Functions of Wnt Proteins in Polarity Orientation

• At least for some cells, Wnts can instruct the polarity orientation by functioning as a positional signal.
• Recent genetic analyses have suggested that Wnt can also control cell polarity from a distance. For example, CWN-1 and CWN-2 (Common Wire Nail – CWN) are respectively expressed posteriorly and anteriorly with regard to the seam cells and control the seam cells’ polarity orientation.
• In addition to Wnts, mutants of some Wnt receptors cause polarity reversal with some frequency, consistent with the notion that they mediate the functions of Wnts. For example, the polarity of the V1 seam cell is reversed in cam-1/Ror (a non-Fz type Wnt receptor with a tyrosine kinase domain)
• The T cell polarity can be reversed in lin-17/Fz mutants, although the loss of polarity is a more frequent outcome.
• In addition, Wnt receptors are essential for cell polarization itself, since the polarity of embryonic cells and postembryonic seam cells are lost in mom-5( (Frizzled type Wnt receptor)) single and lin-17 mom-5( (Frizzled type Wnt receptor)) cam-1 triple mutant, respectively.
• Although Wnts are involved in many asymmetric divisions, those of the SGPs (somatic gonadal precursors; Z1 and Z4 cells) appear to be Wnt independent, since their polarity is not affected in quintuple Wnt mutants.

FAQs on Wnt Signaling 

Question 1: Define Wnt Signaling.

Answer: 

The name Wnt is a portmanteau of int and Wg and means “Wingless-related integration site”.
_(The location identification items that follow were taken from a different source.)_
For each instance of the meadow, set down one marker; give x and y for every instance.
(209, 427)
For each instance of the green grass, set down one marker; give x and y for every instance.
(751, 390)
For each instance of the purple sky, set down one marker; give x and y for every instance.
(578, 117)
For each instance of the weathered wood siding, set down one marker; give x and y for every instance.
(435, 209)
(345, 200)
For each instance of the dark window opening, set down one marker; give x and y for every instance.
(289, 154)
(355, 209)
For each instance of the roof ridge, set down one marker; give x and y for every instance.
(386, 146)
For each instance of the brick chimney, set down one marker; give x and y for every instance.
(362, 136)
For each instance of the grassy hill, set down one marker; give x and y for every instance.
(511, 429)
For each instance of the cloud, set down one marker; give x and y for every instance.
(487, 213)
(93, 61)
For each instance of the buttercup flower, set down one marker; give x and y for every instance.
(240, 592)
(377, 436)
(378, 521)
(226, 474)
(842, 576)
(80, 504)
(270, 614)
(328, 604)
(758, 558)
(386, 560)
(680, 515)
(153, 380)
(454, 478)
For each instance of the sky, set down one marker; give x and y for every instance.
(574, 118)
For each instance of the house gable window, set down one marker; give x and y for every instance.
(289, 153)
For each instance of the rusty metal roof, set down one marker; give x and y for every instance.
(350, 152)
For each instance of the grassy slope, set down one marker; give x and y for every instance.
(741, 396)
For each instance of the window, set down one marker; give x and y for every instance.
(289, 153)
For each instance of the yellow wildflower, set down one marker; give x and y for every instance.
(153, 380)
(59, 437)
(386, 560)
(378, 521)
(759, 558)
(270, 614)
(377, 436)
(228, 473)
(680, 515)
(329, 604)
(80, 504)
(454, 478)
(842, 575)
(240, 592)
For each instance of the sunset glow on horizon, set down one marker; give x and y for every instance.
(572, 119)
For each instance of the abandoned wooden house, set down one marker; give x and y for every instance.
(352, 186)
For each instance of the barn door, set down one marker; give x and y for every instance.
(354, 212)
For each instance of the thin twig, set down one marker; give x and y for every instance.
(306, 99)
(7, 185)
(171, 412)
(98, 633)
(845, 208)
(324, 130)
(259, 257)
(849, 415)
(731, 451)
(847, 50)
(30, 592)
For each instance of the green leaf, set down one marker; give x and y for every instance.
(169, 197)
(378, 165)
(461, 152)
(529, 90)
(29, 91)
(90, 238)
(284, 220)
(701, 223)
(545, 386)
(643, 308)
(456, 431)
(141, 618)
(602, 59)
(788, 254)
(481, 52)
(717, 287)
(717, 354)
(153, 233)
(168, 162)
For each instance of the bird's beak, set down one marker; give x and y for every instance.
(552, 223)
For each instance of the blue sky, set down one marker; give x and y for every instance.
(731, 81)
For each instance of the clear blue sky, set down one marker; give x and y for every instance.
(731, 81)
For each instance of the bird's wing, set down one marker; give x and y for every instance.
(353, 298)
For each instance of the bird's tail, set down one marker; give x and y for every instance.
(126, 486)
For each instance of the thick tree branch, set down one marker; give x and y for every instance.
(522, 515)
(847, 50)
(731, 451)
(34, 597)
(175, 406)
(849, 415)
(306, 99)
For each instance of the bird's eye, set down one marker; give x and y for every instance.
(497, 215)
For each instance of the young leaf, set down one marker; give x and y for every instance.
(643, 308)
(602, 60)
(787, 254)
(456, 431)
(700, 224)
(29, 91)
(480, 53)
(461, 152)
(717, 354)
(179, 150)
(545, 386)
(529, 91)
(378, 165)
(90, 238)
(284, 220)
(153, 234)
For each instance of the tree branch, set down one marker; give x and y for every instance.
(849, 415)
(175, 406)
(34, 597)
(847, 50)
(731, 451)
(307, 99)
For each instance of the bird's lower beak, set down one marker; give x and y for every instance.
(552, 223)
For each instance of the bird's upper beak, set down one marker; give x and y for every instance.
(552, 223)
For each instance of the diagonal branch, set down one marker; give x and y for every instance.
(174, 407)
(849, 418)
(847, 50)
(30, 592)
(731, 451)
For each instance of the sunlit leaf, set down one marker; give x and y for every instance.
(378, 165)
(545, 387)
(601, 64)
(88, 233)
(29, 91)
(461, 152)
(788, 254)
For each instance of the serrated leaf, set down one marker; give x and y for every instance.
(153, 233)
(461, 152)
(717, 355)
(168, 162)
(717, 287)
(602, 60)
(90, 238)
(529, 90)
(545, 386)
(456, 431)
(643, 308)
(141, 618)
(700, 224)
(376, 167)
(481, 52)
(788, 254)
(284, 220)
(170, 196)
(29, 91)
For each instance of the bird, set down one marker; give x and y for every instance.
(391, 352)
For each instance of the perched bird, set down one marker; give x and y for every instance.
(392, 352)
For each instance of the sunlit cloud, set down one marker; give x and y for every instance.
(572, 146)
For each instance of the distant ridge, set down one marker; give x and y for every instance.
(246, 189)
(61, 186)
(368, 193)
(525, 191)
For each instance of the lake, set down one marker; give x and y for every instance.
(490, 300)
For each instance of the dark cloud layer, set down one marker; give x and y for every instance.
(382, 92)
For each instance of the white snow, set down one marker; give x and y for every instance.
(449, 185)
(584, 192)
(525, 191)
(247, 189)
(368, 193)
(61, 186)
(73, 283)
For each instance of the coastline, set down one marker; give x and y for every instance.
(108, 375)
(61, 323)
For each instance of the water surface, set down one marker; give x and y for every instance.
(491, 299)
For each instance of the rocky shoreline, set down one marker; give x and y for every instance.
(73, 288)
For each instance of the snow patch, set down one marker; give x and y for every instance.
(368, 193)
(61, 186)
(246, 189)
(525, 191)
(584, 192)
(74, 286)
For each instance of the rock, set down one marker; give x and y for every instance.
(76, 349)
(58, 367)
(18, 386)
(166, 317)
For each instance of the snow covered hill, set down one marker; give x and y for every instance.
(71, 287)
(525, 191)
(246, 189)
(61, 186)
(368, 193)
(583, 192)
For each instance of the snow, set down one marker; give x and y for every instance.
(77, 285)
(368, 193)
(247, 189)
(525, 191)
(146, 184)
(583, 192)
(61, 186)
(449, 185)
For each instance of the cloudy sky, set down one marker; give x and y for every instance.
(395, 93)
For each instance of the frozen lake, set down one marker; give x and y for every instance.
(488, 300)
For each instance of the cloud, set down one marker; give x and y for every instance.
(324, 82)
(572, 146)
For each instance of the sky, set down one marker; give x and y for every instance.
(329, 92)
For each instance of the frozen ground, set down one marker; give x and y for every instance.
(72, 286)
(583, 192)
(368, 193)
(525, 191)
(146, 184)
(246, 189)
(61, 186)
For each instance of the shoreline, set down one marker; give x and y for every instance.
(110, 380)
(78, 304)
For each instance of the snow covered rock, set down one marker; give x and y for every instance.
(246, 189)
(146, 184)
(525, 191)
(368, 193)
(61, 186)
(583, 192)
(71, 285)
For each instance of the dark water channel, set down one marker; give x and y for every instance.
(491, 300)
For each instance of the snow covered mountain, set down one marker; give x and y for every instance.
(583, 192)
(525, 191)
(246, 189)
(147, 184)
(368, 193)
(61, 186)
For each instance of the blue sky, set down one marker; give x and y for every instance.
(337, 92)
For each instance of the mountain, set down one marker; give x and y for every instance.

Question 2: What Is Wnt Signaling Pathway?

Answer:

The Wnt signaling pathway is an ancient and evolutionarily conserved pathway that regulates crucial aspects of cell fate determination, cell migration, cell polarity, neural patterning, and organogenesis during embryonic development.

Question 3: What do Wnt Genes do?

Answer:

Wnt genes are highly conserved between vertebrate species sharing overall sequence identity and gene structure and are slightly less conserved between vertebrates and invertebrates.

Question 4: What are the roles of Wnt Genes?

Answer:

During development, Wnts have diverse roles in governing cell fate, proliferation, migration, polarity, and death.

Question 5: What activates Wnt Pathway?

Answer:

The Wnt/β-catenin pathway is activated when a Wnt ligand binds to a seven-pass transmembrane Frizzled (Fz) receptor and its co-receptor, low-density lipoprotein receptor-related protein 6 (LRP6) or its close relative LRP5.

Question 6: Is Wnt a Growth Factor?

Answer:

The Wnt family of secreted growth factors plays key roles in directing cell patterning both during development and in adult tissues.